If you're looking for something a little sweet, most health food stores have individual vegan treats. If you're looking for genuinely healthy ways to satisfy your sweet tooth, make your own popsicles or indulge in some fruit leather. Fruit in general is like nature's candy bar and gets sweeter when it's dried. But of course, half the time, that totally defeats the point of a sweets craving - in which case, I've heard murmurings of microwave cake. Now, I don't know if there's a vegan version out there (I haven't bothered to look), but if there isn't, I'm planting the seed here and challenging you, dear readers, to figure it out! There's also fridge-friendly treats like jell-o and rice crispy squares. (I guess you don't even have to refrigerate those, but the one time I made them, I did because they weren't really holding together.) And when all else fails, there's always Oreos or Skittles (yep, now gelatin free!).

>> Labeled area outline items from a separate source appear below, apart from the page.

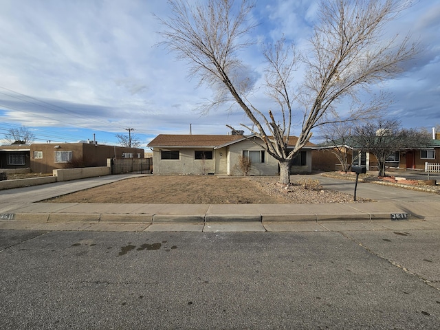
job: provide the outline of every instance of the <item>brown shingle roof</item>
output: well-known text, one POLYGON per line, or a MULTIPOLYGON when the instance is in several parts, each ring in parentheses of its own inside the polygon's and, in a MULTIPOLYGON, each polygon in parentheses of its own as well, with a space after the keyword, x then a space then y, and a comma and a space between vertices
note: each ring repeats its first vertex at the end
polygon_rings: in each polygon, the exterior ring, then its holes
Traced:
MULTIPOLYGON (((182 135, 182 134, 160 134, 148 144, 151 147, 206 147, 228 144, 234 141, 244 139, 243 135, 182 135)), ((289 145, 294 146, 298 140, 296 136, 289 138, 289 145)), ((307 142, 306 146, 313 146, 311 142, 307 142)))
POLYGON ((242 140, 242 135, 160 134, 148 146, 212 147, 242 140))

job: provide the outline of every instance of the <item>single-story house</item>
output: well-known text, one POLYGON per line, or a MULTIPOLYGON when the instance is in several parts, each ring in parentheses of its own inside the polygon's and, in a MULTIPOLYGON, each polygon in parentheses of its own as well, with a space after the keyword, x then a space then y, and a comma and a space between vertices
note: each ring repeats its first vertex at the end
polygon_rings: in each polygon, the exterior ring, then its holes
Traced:
POLYGON ((32 173, 73 167, 106 166, 107 158, 144 158, 144 149, 91 142, 0 146, 0 168, 30 168, 32 173))
MULTIPOLYGON (((346 153, 349 164, 355 157, 354 166, 366 166, 367 170, 377 170, 377 160, 370 153, 360 151, 351 139, 346 139, 344 144, 320 144, 313 151, 313 169, 339 170, 340 163, 329 150, 338 147, 346 153)), ((404 148, 390 155, 385 166, 391 168, 424 170, 425 163, 440 163, 440 133, 433 133, 428 146, 419 148, 404 148)))
MULTIPOLYGON (((292 148, 298 138, 289 138, 292 148)), ((243 175, 239 156, 251 160, 250 175, 277 175, 278 162, 255 135, 160 134, 148 147, 153 150, 153 174, 215 174, 243 175)), ((311 149, 308 143, 294 160, 292 173, 311 172, 311 149)))

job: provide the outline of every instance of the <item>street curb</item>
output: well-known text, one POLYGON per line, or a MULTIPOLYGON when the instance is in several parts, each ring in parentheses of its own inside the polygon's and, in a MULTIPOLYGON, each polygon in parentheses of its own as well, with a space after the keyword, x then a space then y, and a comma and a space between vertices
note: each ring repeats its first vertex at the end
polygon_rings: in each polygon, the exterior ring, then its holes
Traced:
MULTIPOLYGON (((136 214, 100 213, 13 213, 14 221, 32 222, 89 222, 119 223, 274 223, 321 222, 334 221, 371 221, 391 220, 391 212, 353 214, 136 214)), ((408 213, 408 219, 423 219, 408 213)), ((7 221, 8 220, 3 220, 7 221)))

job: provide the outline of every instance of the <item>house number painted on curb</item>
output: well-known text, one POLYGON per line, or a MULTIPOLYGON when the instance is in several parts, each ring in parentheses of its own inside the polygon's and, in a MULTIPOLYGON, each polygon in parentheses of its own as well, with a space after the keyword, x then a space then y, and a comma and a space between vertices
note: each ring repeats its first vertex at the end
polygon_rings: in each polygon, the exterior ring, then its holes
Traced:
POLYGON ((0 213, 0 220, 13 220, 14 213, 0 213))
POLYGON ((406 220, 408 213, 391 213, 391 220, 406 220))

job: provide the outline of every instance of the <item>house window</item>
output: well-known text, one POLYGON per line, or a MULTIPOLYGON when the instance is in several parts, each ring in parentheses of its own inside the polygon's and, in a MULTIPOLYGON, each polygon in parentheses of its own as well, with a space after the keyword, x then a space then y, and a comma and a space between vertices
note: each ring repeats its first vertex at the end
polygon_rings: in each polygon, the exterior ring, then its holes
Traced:
POLYGON ((396 151, 394 153, 390 155, 388 158, 386 158, 386 162, 399 162, 399 151, 396 151))
POLYGON ((160 159, 161 160, 178 160, 179 151, 178 150, 161 150, 160 159))
POLYGON ((212 160, 212 151, 195 151, 195 160, 212 160))
POLYGON ((8 157, 8 165, 25 165, 25 155, 10 153, 8 157))
POLYGON ((306 151, 300 151, 298 153, 292 161, 293 166, 305 166, 307 159, 307 153, 306 151))
POLYGON ((72 160, 72 151, 54 151, 54 162, 68 163, 72 160))
POLYGON ((435 159, 435 151, 434 150, 421 150, 420 158, 422 160, 434 160, 435 159))
POLYGON ((43 151, 34 151, 34 158, 36 160, 42 160, 43 151))
POLYGON ((243 151, 243 157, 248 157, 251 163, 264 163, 265 162, 265 153, 264 150, 258 151, 252 151, 249 150, 244 150, 243 151))

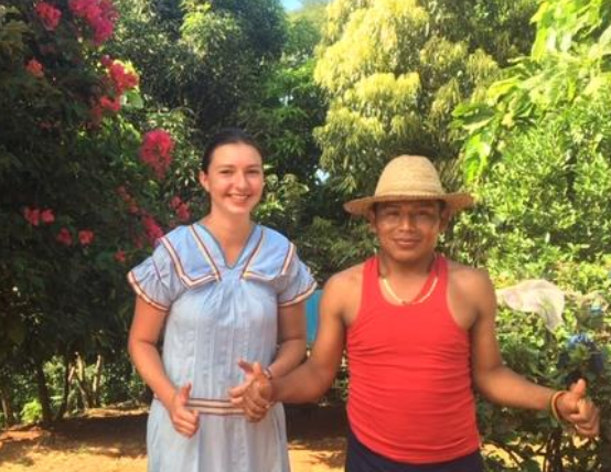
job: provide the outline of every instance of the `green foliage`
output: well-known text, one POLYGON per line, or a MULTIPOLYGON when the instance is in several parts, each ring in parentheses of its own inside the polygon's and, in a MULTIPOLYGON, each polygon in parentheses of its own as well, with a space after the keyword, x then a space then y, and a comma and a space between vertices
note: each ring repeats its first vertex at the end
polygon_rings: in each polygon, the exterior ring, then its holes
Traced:
POLYGON ((611 282, 599 265, 566 265, 559 269, 559 279, 565 281, 575 278, 576 273, 587 279, 590 289, 607 293, 607 297, 597 299, 597 291, 568 292, 565 324, 555 333, 547 331, 543 319, 536 314, 503 309, 499 317, 499 339, 506 364, 536 383, 564 389, 578 377, 586 378, 589 395, 601 408, 602 439, 576 440, 570 431, 562 432, 562 426, 548 412, 533 415, 530 411, 479 403, 484 441, 496 448, 486 454, 489 470, 600 471, 607 470, 603 466, 611 460, 611 425, 605 420, 611 414, 608 401, 611 395, 608 362, 611 355, 608 345, 611 318, 607 312, 604 320, 592 324, 592 320, 599 317, 597 310, 592 310, 594 300, 602 302, 607 311, 611 282), (571 341, 578 333, 586 334, 596 347, 571 341), (600 364, 592 363, 597 356, 602 356, 600 364), (500 450, 504 454, 500 454, 500 450))
POLYGON ((583 376, 602 411, 601 439, 581 443, 546 417, 482 408, 486 438, 515 459, 510 466, 491 458, 492 470, 600 471, 611 463, 610 12, 605 0, 542 1, 530 55, 455 110, 457 129, 467 131, 465 180, 480 201, 454 227, 461 251, 485 264, 501 287, 545 278, 569 301, 553 334, 534 317, 503 311, 504 358, 557 388, 583 376), (569 346, 578 335, 596 350, 569 346), (601 355, 607 361, 594 372, 601 355))
POLYGON ((41 403, 36 399, 26 403, 25 405, 23 405, 20 416, 21 416, 21 420, 26 425, 41 421, 42 420, 41 403))
POLYGON ((497 62, 526 51, 534 7, 533 1, 332 2, 315 69, 330 109, 315 137, 321 163, 341 176, 340 189, 366 193, 371 175, 399 153, 452 159, 453 108, 496 76, 497 62))
POLYGON ((203 137, 238 122, 287 37, 277 0, 116 3, 121 23, 110 50, 147 77, 151 104, 187 109, 203 137))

So remember, kids: don't let your school tell you how to live your life. Being vegan should never feel like a penalty, so seize the moment and show those blood-mouths how it's really done. Above all, stay healthy, and have fun. Vegans rule, school drools, no compromises!
* I realize that following this, I propose investing in a series of kitchen wares which CAN be a little pricey. However, I think there's a difference in suggesting long-term investments with low cost-per-uses and a lifestyle predicated on buying tons of novelty vegan crap. Because one month of novelty vegan crap will pay for all these proposed appliances, seriously.
** If you are super bold, you can also opt for a George Foreman Grill, which seems to be available at every thriftstore on the planet. I think most schools don't allow these because they worry you'll leave them plugged in while turned on and burn down the entire dorm. But if you're reading this, I know you're too smart for that - and too vivacious not to break the rules! So consider a George Foreman. It REALLY opens up your options because you can make stuff like panini and quesadillas, waffles and pancakes, or good ol' fashioned grilled veggies and hot dogs. Who doesn't love a nice panino or a fresh waffle? Anyone? Anyone?